Heidi Moore of the Guardian contends that Pope Francis is building on the foundation set by the anti-capitalist critics who took to the streets in the days after the recent economic collapse.

"Francis gives form to the emotion and injustice of post-financial-crisis outrage in a way that has been rare since Occupy Wall Street disbanded," she writes. "It's not about discarding capitalism, or hating money or profit; it's about pursuing profits ethically, and rejecting the premise that exploitation is at the centre of profit."

The Los Angeles Times' Michael McGough writes that while Pope Francis's economic exhortations may be attracting attention, it's not the first time a pontiff has taken shots at the economic status quo:

Popes have been irritating Catholic conservatives and free-market enthusiasts since 1891, when Pope Leo XIII published the encyclical Rerum Novarum in which he praised "workingmen's unions". As a childhood political junkie (and a Catholic), I was aware that some of Pope John XXIII's economic and political pronouncements sat poorly with conservative Catholics such as William F. Buckley Jr.

This time, writes Katie McDonough for Salon, a pope is being moving beyond platitudes, however:

The document is incredibly direct in its call for specific, policy-level action to fight institutional inequality rather than speaking broadly and loftily about poverty as some kind of abstraction or something to be addressed exclusively by charitable giving at the community level, as some of his predecessors have been content to do.

But how will conservative Catholics react to Pope Francis's latest statements? Last month, Ross Douthat of the New York Times wrote of the unease some have been feeling about the Pope's moves:

Their anxiety is not that the new pope is about to radically change church teaching, since part of being a conservative Catholic is believing that such a change can't happen.
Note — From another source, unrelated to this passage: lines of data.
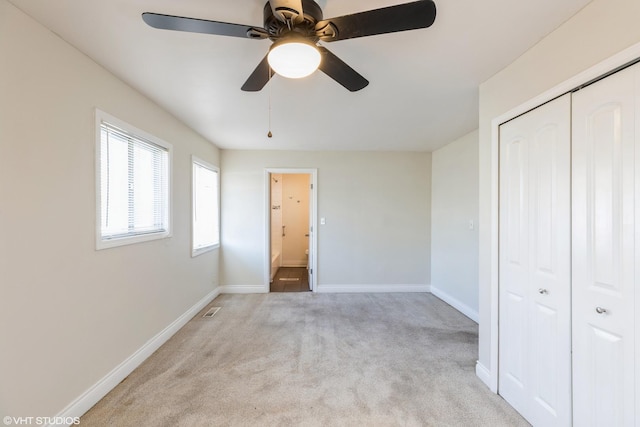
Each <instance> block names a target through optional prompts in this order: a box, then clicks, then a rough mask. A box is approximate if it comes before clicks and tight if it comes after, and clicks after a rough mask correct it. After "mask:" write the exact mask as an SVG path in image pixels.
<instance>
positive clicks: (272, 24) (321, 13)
mask: <svg viewBox="0 0 640 427" xmlns="http://www.w3.org/2000/svg"><path fill="white" fill-rule="evenodd" d="M302 9H303V14H304V17H303V21H302V22H301V23H299V24H291V25H290V24H289V23H287V22H283V21H280V20H279V19H278V18H276V17H275V16H274V14H273V10H272V9H271V4H270V3H269V2H267V3H266V4H265V5H264V29H265V30H267V32H268V33H269V38H270V39H271V40H273V41H275V40H277V39H279V38H280V37H282V36H284V35H286V34H288V33H290V32H292V31H294V32H296V33H300V34H301V35H303V36H304V37H307V38H309V39H311V40H313V42H317V41H318V37H317V36H316V31H315V26H316V23H318V22H319V21H322V18H323V15H322V9H320V6H318V4H317V3H316V2H315V1H313V0H302Z"/></svg>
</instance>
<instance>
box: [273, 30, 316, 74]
mask: <svg viewBox="0 0 640 427" xmlns="http://www.w3.org/2000/svg"><path fill="white" fill-rule="evenodd" d="M267 60H268V61H269V66H271V68H272V69H273V71H275V72H276V73H278V74H279V75H281V76H282V77H287V78H289V79H299V78H302V77H307V76H309V75H311V74H312V73H313V72H314V71H315V70H317V69H318V66H319V65H320V61H321V60H322V57H321V55H320V52H319V51H318V49H317V47H316V45H315V44H313V43H311V42H309V41H307V40H305V39H302V38H293V39H283V40H279V41H277V42H275V43H274V44H273V45H271V49H270V50H269V55H268V57H267Z"/></svg>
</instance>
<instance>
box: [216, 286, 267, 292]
mask: <svg viewBox="0 0 640 427" xmlns="http://www.w3.org/2000/svg"><path fill="white" fill-rule="evenodd" d="M220 288H221V289H220V293H223V294H266V293H268V292H269V288H267V289H266V290H265V288H264V285H227V286H221V287H220Z"/></svg>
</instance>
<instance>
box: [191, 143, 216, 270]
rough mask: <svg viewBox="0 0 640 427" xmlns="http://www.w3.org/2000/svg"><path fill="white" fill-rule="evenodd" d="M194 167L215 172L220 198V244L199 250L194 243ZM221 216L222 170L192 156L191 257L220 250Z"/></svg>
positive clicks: (191, 194) (194, 213) (211, 245)
mask: <svg viewBox="0 0 640 427" xmlns="http://www.w3.org/2000/svg"><path fill="white" fill-rule="evenodd" d="M194 165H199V166H201V167H203V168H205V169H209V170H211V171H213V172H215V173H216V186H217V190H216V193H217V196H218V242H217V243H213V244H211V245H209V246H204V247H202V248H198V249H195V248H194V247H193V242H194V240H195V236H194V234H195V233H194V230H195V229H194V226H193V225H194V223H195V222H196V221H195V214H196V211H195V208H196V207H195V204H196V197H195V196H196V194H195V193H196V191H195V190H196V188H195V176H194V170H193V169H194V168H193V166H194ZM220 215H221V211H220V168H219V167H217V166H215V165H212V164H211V163H209V162H207V161H206V160H203V159H201V158H199V157H197V156H193V155H192V156H191V257H192V258H195V257H197V256H198V255H202V254H204V253H206V252H209V251H212V250H214V249H218V248H219V247H220Z"/></svg>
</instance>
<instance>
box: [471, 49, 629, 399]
mask: <svg viewBox="0 0 640 427" xmlns="http://www.w3.org/2000/svg"><path fill="white" fill-rule="evenodd" d="M638 58H640V43H637V44H635V45H633V46H631V47H629V48H627V49H625V50H623V51H621V52H619V53H618V54H616V55H613V56H612V57H610V58H608V59H605V60H604V61H602V62H600V63H598V64H596V65H594V66H593V67H591V68H589V69H587V70H585V71H583V72H581V73H580V74H578V75H576V76H574V77H572V78H570V79H569V80H566V81H564V82H562V83H560V84H559V85H557V86H555V87H553V88H552V89H549V90H548V91H546V92H544V93H542V94H540V95H538V96H536V97H535V98H533V99H530V100H529V101H527V102H525V103H523V104H521V105H519V106H517V107H515V108H513V109H512V110H509V111H508V112H506V113H504V114H502V115H500V116H498V117H496V118H494V119H493V120H492V121H491V222H490V223H489V224H487V226H488V228H489V233H490V237H491V246H490V249H491V254H490V257H491V265H490V271H489V275H490V277H486V276H483V277H480V278H479V279H480V284H481V288H482V284H483V282H484V281H485V279H489V280H490V283H489V285H490V291H489V292H490V295H491V298H490V306H489V307H488V310H489V316H490V361H489V363H490V366H484V365H482V364H481V363H480V362H479V361H478V362H477V364H476V375H477V376H478V377H479V378H480V379H481V380H482V381H483V382H484V383H485V384H486V385H487V386H488V387H489V388H490V389H491V391H493V392H494V393H497V392H498V339H499V336H498V322H499V318H498V317H499V316H498V304H499V283H498V271H499V270H498V264H499V263H498V259H499V253H498V239H499V233H498V229H499V223H498V217H499V215H498V212H499V180H498V175H499V174H498V171H499V147H500V125H501V124H503V123H505V122H507V121H509V120H511V119H513V118H515V117H517V116H519V115H521V114H524V113H526V112H527V111H529V110H532V109H534V108H536V107H538V106H540V105H542V104H544V103H545V102H548V101H551V100H553V99H555V98H557V97H559V96H562V95H564V94H565V93H568V92H571V91H573V90H575V89H576V88H578V87H580V86H583V85H585V84H586V83H588V82H591V81H593V80H595V79H598V78H600V77H602V76H604V75H606V74H608V73H610V72H611V71H612V70H615V69H617V68H619V67H622V66H624V65H626V64H628V63H630V62H632V61H635V60H637V59H638ZM483 243H484V242H483V241H481V242H480V244H481V245H482V244H483ZM480 292H481V293H482V292H483V290H482V289H481V290H480ZM480 300H481V304H482V300H483V298H482V297H481V298H480ZM481 309H482V307H481ZM484 312H486V311H484V310H483V311H481V312H480V316H479V317H480V320H481V321H482V320H483V319H486V317H485V316H483V313H484ZM481 333H482V332H481Z"/></svg>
Rather, they fear that the center he's trying to seize will crumble beneath him, because the chasm between the culture and orthodox faith is simply too immense.

And they worry as well that we have seen something like his strategy attempted before, when the Church's 1970s-era emphasis on social justice, liturgical improvisation and casual-cool style had disappointing results: not a rich engagement with modern culture but a surrender to that culture's "Me Decade" manifestations - producing tacky liturgy, ugly churches, Jonathan Livingston Seagull theology and ultimately empty pews.
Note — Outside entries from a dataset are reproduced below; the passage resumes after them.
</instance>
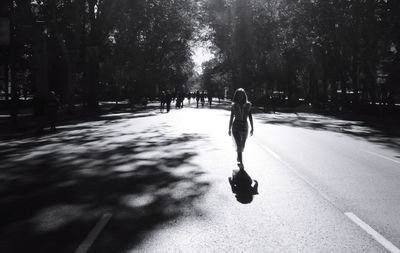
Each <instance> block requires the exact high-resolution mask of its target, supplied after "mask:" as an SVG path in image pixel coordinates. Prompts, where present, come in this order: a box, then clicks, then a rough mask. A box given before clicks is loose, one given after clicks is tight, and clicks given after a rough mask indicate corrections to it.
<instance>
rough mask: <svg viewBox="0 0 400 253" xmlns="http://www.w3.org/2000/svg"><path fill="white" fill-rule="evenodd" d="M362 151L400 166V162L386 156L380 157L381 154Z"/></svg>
mask: <svg viewBox="0 0 400 253" xmlns="http://www.w3.org/2000/svg"><path fill="white" fill-rule="evenodd" d="M362 151H363V152H365V153H368V154H372V155H376V156H379V157H380V158H383V159H386V160H389V161H392V162H395V163H398V164H400V161H398V160H395V159H392V158H390V157H387V156H384V155H380V154H377V153H374V152H371V151H368V150H362Z"/></svg>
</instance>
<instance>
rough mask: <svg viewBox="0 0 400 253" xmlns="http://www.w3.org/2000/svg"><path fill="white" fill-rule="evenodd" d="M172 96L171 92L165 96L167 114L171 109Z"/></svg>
mask: <svg viewBox="0 0 400 253" xmlns="http://www.w3.org/2000/svg"><path fill="white" fill-rule="evenodd" d="M171 102H172V95H171V93H170V92H169V91H167V93H166V94H165V103H166V104H167V112H169V110H170V109H171Z"/></svg>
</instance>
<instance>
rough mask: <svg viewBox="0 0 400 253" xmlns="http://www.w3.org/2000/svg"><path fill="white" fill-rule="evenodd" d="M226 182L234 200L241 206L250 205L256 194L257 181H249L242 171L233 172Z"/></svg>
mask: <svg viewBox="0 0 400 253" xmlns="http://www.w3.org/2000/svg"><path fill="white" fill-rule="evenodd" d="M228 180H229V184H230V185H231V189H232V193H233V194H235V197H236V200H237V201H238V202H240V203H242V204H249V203H251V202H252V201H253V196H254V195H257V194H258V182H257V180H253V179H251V177H250V176H249V174H248V173H247V172H246V171H245V170H244V169H239V170H233V171H232V177H229V178H228Z"/></svg>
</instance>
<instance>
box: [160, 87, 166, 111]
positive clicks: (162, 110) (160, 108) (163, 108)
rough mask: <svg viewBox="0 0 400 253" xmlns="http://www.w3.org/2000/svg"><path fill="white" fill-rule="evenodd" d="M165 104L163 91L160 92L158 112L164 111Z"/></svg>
mask: <svg viewBox="0 0 400 253" xmlns="http://www.w3.org/2000/svg"><path fill="white" fill-rule="evenodd" d="M165 103H166V94H165V91H162V92H161V93H160V112H163V111H164V109H165Z"/></svg>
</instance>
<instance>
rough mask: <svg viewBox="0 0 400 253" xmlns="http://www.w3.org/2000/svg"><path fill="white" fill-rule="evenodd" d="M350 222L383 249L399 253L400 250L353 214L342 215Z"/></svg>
mask: <svg viewBox="0 0 400 253" xmlns="http://www.w3.org/2000/svg"><path fill="white" fill-rule="evenodd" d="M344 214H345V215H346V216H347V217H348V218H349V219H350V220H352V221H353V222H354V223H356V224H357V225H358V226H360V227H361V228H362V229H363V230H364V231H365V232H367V233H368V234H369V235H371V236H372V237H373V238H374V239H375V240H376V241H377V242H379V243H380V244H381V245H382V246H383V247H385V248H386V249H387V250H388V251H390V252H391V253H400V249H399V248H397V247H396V246H394V245H393V244H392V243H391V242H389V241H388V240H386V238H385V237H383V236H382V235H381V234H379V233H378V232H376V231H375V230H374V229H373V228H371V227H370V226H369V225H368V224H367V223H365V222H364V221H362V220H361V219H360V218H358V217H357V216H356V215H355V214H354V213H351V212H346V213H344Z"/></svg>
Before Pope Francis's recent announcement, Steve Skojec wrote on his blog: "I cannot and would not presume to judge the heart of Pope Francis. I only know that I see the symptoms of something emerging that is not in line with tradition, or with the mission of the papacy. Something that is enervating orthodox Catholicism and energizing those who have hated the Church to see in her an ally.
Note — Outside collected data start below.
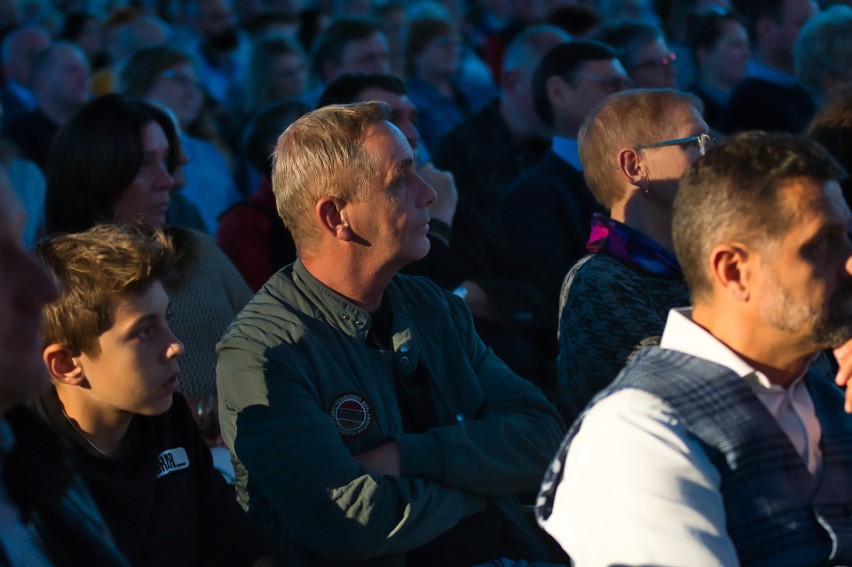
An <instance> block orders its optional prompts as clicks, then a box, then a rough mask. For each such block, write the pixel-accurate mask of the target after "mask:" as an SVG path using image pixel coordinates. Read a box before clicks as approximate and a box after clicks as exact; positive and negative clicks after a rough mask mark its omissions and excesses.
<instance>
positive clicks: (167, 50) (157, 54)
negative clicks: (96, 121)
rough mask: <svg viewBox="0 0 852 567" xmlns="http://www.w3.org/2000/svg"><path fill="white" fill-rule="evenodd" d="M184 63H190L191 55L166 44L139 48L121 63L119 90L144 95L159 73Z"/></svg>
mask: <svg viewBox="0 0 852 567" xmlns="http://www.w3.org/2000/svg"><path fill="white" fill-rule="evenodd" d="M184 63H189V64H192V63H193V59H192V56H191V55H189V54H188V53H186V52H184V51H181V50H179V49H175V48H173V47H169V46H167V45H157V46H154V47H146V48H143V49H140V50H139V51H137V52H136V53H134V54H133V55H131V56H130V57H129V58H128V59H127V61H125V62H124V63H123V64H122V65H121V70H120V71H119V78H118V87H119V91H121V92H122V93H124V94H126V95H129V96H134V97H144V96H145V95H146V94H147V93H148V91H149V90H150V89H151V88H152V87H153V86H154V83H155V82H156V81H157V79H159V78H160V75H162V74H163V73H164V72H166V71H168V70H169V69H171V68H172V67H175V66H176V65H182V64H184Z"/></svg>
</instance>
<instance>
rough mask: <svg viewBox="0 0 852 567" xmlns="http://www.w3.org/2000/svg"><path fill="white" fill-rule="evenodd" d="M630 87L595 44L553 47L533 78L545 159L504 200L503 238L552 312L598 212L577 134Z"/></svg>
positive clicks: (596, 203) (621, 71) (599, 207)
mask: <svg viewBox="0 0 852 567" xmlns="http://www.w3.org/2000/svg"><path fill="white" fill-rule="evenodd" d="M629 85H630V79H629V78H628V77H627V73H626V72H625V71H624V67H622V65H621V63H620V62H619V60H618V58H617V57H616V54H615V50H614V49H612V48H611V47H609V46H607V45H604V44H602V43H599V42H597V41H589V40H583V41H570V42H567V43H562V44H560V45H557V46H556V47H554V48H553V49H552V50H551V51H550V52H548V53H547V55H545V56H544V58H543V59H542V60H541V63H539V65H538V67H536V69H535V72H534V73H533V102H534V103H535V108H536V111H537V113H538V116H539V118H540V119H541V121H542V122H543V123H544V124H546V125H547V126H548V127H549V128H550V129H551V130H552V132H553V138H552V143H551V147H550V151H548V152H547V154H545V156H544V158H543V159H542V160H541V161H540V162H539V163H538V164H537V165H536V166H535V167H533V168H532V169H531V170H530V171H528V172H527V173H526V174H524V175H523V176H521V177H520V178H519V179H518V180H517V181H516V182H515V183H514V184H513V185H512V187H511V189H510V190H509V193H508V194H507V196H506V198H505V199H504V200H503V205H502V212H503V230H504V232H505V234H506V236H507V237H508V238H509V239H510V240H511V242H512V243H513V244H514V245H515V246H516V247H517V249H518V251H519V252H520V253H521V256H522V257H523V258H525V259H526V261H527V263H528V264H530V273H537V274H539V277H537V279H536V283H537V287H538V288H539V290H540V291H541V292H542V293H543V294H544V295H545V297H547V298H548V299H550V300H551V301H552V303H553V305H554V307H555V306H556V302H557V299H558V297H559V286H560V285H561V284H562V280H563V279H564V278H565V274H566V273H567V272H568V270H569V269H571V266H573V265H574V263H575V262H576V261H577V260H579V259H580V258H582V257H583V255H584V254H585V252H586V241H587V240H588V238H589V223H590V222H591V220H592V214H593V213H596V212H602V211H603V209H602V208H601V206H600V205H599V204H598V203H597V202H596V201H595V198H594V196H593V195H592V193H591V192H590V191H589V188H588V187H586V182H585V181H584V180H583V164H582V163H581V162H580V154H579V152H578V149H577V134H578V133H579V131H580V126H581V125H582V124H583V120H584V119H585V118H586V116H587V115H588V114H589V113H590V112H591V111H592V109H593V108H594V107H595V106H596V105H597V104H598V103H599V102H600V101H602V100H603V99H605V98H606V97H608V96H609V95H611V94H613V93H617V92H620V91H622V90H624V89H625V88H627V87H628V86H629ZM542 243H547V245H546V246H542ZM555 323H556V321H555V320H554V321H553V324H555ZM551 337H555V334H552V335H551ZM551 342H553V339H552V338H551ZM555 346H556V345H555V343H553V344H552V350H551V352H552V353H553V355H554V356H555ZM552 360H553V357H551V361H552Z"/></svg>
Meanwhile, liberals are holding out hope that the Pope will herald a new generation of Catholic leadership - one that will make the same sort of sweeping reforms instituted by Pope Paul VI in 1960s.

"One thing to remember is that the Church is still producing seminarians, and the new ones are going to be trained in obedience to this guy's ideas," writes Charles P Pierce for Esquire. "That was how we wound up with a great generation of progressive priests during and after Vatican II."

Of course, Vatican II was 50 years ago, and it is still generating heated debates.